Arceneaux blames the lack of elected Hispanic Democrats on districts created a decade ago by the Republican-controlled Legislature following the 2000 Census. But as the state gears up again for redistricting, local Democrats have missed key opportunities.

In Orange County, many Puerto Ricans were angered when officials failed to appoint any to a redistricting committee even though they make up a third of the county. Local Democrats were slow to react to the flap, even though Puerto Ricans tend to support them.

Similarly, in neighboring Hillsborough County, it took a New York-based Latino civil rights group from New York to help propose a county commission redistricting map that accurately reflected Hispanic growth. The mostly Republican commission nixed that map during a recent hearing. Local Democratic leaders were largely absent, attending their monthly meeting.

At the national level, the Obama campaign has set up Spanish-language phone banks in Florida and is planning a grass-roots organizing meeting later this month.

But Fernandez and others say engagement with Latinos should be about more than electing a Democratic president every four years.

Amy Mercado, chair of the Orange County Democrats, said she wants to see people in office like herself "who may be Hispanic, who are married and have to juggle and still do it all."

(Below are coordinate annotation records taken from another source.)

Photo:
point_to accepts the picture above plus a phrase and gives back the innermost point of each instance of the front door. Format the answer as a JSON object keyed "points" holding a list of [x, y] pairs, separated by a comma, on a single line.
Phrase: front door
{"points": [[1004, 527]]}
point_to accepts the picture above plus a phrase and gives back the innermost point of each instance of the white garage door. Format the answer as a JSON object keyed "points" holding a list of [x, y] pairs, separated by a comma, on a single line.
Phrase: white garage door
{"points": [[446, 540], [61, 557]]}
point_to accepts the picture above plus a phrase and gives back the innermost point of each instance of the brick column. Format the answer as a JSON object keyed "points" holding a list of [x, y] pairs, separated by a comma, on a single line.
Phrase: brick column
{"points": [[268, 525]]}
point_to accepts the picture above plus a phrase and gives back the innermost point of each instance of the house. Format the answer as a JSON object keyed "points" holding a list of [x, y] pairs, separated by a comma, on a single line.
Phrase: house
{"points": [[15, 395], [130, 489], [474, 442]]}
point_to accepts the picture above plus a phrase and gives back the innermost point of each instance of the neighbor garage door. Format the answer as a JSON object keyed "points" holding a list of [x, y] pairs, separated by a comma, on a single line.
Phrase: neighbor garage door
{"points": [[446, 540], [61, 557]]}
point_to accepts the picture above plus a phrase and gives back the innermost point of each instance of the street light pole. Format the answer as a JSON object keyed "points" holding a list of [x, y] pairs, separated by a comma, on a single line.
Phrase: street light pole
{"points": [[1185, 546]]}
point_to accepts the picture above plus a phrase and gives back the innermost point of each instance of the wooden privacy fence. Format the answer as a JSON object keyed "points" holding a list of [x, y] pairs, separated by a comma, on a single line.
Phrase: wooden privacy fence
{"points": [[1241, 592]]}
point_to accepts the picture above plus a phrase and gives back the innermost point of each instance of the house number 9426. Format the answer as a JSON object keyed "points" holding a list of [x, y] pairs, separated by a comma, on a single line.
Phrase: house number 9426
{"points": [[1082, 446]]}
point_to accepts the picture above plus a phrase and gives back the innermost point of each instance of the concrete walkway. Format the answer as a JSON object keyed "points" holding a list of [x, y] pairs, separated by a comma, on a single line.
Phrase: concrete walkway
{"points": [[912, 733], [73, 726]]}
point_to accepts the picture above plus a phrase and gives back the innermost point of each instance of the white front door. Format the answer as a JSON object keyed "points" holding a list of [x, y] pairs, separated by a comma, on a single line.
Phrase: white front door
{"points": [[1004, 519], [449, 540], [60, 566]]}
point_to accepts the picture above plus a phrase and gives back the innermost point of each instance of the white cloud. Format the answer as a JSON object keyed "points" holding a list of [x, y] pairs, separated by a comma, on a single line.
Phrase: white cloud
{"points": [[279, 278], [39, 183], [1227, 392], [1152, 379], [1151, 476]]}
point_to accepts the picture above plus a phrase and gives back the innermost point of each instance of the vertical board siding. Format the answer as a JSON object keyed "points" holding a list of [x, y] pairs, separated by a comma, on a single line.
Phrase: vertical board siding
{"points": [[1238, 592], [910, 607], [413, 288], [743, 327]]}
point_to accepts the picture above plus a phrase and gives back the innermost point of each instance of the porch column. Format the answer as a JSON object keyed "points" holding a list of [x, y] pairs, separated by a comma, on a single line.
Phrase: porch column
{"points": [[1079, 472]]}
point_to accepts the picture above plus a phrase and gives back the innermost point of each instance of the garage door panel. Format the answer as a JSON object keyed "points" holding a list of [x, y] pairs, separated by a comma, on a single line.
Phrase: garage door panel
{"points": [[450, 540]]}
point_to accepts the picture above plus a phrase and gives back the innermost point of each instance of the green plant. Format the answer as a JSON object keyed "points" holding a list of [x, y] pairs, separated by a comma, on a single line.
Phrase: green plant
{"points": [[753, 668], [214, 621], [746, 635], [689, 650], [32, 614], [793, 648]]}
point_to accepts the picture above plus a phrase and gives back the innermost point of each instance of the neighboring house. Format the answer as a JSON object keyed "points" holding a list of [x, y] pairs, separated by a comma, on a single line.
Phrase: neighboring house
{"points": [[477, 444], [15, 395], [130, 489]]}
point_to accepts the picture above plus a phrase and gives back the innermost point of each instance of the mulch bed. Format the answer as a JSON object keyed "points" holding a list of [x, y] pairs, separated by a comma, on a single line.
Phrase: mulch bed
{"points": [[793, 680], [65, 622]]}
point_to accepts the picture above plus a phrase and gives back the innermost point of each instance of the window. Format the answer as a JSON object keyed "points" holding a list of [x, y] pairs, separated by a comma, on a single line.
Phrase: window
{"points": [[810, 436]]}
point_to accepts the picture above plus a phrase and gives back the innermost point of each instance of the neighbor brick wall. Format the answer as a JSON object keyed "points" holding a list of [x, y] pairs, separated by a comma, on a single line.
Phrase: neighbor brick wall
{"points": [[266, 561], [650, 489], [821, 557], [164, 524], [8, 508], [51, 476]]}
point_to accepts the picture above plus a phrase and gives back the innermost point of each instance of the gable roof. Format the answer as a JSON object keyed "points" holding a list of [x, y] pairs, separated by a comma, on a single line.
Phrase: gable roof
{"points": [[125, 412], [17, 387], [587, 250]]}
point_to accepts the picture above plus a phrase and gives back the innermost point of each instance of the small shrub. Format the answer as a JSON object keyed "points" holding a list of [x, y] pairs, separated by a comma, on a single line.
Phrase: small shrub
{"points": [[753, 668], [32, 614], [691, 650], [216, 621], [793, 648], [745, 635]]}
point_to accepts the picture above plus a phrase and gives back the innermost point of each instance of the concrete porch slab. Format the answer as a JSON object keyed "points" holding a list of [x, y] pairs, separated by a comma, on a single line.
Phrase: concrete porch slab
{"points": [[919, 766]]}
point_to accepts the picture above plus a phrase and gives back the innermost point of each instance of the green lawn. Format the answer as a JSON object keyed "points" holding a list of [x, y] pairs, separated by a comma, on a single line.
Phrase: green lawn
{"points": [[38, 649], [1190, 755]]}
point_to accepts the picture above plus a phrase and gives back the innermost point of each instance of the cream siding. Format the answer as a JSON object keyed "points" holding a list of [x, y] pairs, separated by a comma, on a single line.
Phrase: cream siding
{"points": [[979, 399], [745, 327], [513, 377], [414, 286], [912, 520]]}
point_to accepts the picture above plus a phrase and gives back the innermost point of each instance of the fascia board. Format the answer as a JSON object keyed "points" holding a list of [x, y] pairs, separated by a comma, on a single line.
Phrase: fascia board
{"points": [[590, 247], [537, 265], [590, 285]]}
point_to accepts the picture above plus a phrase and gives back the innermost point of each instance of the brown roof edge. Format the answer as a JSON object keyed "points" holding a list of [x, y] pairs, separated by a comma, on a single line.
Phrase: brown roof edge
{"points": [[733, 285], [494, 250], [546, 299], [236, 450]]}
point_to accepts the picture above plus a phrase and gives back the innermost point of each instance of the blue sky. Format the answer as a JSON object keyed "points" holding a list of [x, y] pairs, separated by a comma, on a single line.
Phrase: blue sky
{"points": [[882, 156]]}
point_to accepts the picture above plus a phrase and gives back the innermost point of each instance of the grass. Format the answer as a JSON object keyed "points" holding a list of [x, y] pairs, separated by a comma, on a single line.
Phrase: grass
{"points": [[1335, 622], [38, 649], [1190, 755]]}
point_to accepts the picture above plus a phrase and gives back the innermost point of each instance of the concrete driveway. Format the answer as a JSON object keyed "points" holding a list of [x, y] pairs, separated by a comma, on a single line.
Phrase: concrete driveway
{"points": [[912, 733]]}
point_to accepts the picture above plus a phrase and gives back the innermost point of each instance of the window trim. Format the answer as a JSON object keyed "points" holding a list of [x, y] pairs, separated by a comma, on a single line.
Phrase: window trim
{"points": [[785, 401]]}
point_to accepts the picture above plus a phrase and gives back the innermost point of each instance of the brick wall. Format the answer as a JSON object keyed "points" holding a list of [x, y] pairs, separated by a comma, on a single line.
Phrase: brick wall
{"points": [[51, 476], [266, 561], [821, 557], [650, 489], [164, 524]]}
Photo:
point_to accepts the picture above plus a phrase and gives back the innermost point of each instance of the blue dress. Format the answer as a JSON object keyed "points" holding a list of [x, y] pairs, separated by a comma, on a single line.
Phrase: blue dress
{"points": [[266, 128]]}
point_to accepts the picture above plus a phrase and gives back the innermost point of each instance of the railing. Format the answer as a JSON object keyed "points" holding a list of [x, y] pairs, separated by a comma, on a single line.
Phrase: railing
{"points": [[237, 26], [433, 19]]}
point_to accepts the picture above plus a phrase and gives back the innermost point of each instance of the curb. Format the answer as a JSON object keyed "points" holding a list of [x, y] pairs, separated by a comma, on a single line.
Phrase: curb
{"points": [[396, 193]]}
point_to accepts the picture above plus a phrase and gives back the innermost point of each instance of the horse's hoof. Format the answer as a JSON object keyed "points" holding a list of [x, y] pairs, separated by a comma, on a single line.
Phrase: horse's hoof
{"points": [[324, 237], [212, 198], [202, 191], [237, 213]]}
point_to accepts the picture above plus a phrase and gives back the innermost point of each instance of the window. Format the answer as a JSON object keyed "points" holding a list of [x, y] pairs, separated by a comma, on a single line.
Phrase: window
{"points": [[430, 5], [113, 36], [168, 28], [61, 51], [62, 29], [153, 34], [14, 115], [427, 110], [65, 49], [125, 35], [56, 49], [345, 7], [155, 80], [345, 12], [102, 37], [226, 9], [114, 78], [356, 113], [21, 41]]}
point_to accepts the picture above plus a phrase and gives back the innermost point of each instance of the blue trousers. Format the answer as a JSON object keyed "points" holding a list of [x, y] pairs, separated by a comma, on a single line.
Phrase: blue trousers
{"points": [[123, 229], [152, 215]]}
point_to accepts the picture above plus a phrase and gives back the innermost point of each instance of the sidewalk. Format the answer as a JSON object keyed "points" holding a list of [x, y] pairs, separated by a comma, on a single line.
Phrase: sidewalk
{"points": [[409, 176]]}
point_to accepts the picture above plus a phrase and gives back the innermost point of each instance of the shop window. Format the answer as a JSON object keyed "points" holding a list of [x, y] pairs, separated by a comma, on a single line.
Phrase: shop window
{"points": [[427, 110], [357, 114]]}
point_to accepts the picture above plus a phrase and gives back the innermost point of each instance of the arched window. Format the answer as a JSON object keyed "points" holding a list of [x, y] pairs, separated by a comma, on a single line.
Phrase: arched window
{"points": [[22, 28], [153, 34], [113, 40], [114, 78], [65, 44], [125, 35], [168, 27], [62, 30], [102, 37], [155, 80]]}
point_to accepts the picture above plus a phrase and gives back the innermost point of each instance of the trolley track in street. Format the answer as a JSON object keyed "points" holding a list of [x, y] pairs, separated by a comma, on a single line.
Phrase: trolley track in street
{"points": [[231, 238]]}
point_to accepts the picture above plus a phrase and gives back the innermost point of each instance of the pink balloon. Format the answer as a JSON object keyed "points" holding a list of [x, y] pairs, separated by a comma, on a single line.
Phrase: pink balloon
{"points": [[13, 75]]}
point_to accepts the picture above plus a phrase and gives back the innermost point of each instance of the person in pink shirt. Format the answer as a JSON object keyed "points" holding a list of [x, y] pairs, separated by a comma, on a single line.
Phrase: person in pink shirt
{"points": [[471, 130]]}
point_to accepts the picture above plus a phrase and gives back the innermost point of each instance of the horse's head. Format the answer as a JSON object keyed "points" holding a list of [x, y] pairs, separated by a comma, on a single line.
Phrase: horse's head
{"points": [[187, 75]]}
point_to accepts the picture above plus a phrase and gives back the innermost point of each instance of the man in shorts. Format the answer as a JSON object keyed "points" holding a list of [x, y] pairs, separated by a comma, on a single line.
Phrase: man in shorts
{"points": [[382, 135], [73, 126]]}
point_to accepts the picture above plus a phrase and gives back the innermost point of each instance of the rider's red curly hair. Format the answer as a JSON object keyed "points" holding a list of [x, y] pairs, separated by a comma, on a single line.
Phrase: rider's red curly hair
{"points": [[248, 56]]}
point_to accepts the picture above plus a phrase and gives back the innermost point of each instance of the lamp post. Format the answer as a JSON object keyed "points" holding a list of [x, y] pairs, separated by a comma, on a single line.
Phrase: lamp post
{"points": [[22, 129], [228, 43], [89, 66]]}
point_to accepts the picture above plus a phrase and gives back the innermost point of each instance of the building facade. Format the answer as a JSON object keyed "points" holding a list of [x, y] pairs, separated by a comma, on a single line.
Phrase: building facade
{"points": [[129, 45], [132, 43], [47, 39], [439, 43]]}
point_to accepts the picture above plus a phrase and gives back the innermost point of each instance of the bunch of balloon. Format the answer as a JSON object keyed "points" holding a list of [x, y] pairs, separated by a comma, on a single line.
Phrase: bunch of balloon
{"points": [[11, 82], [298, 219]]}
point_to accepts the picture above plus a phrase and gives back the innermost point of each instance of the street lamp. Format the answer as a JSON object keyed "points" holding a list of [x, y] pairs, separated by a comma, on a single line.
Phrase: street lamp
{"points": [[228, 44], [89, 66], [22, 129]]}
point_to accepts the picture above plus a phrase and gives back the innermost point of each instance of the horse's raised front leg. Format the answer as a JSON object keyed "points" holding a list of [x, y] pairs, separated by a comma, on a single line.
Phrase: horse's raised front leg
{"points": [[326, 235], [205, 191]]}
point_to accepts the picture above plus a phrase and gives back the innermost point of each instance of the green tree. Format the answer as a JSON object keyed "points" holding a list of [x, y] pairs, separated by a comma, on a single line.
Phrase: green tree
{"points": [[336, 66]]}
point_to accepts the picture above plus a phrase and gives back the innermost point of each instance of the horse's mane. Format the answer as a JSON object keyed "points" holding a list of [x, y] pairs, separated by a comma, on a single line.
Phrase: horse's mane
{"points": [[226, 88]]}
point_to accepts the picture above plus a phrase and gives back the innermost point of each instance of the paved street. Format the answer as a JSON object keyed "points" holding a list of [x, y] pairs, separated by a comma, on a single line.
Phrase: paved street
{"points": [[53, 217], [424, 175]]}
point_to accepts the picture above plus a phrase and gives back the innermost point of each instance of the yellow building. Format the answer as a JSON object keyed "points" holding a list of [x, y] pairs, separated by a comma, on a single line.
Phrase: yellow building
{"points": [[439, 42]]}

But she added: "They're not going to field a candidate just because it has a Hispanic name. I'm a Hispanic, Latina, but I'm a Democratic Latina. I'd rather have someone who's really going to push Democratic ideals than just have someone whose Hispanic or Latina."

She said the party is beginning to recognize people like herself, but that Hispanic Democrats also need to demonstrate they can act independently.

She should know. Last year, Mercado, a manager for the National Mango Board, ran a $64,000 maiden campaign against the powerful Florida House speaker, a Republican. With less than $2,000 in cash and $5,000 worth of in-kind contributions from the party, she won 40 percent of the vote.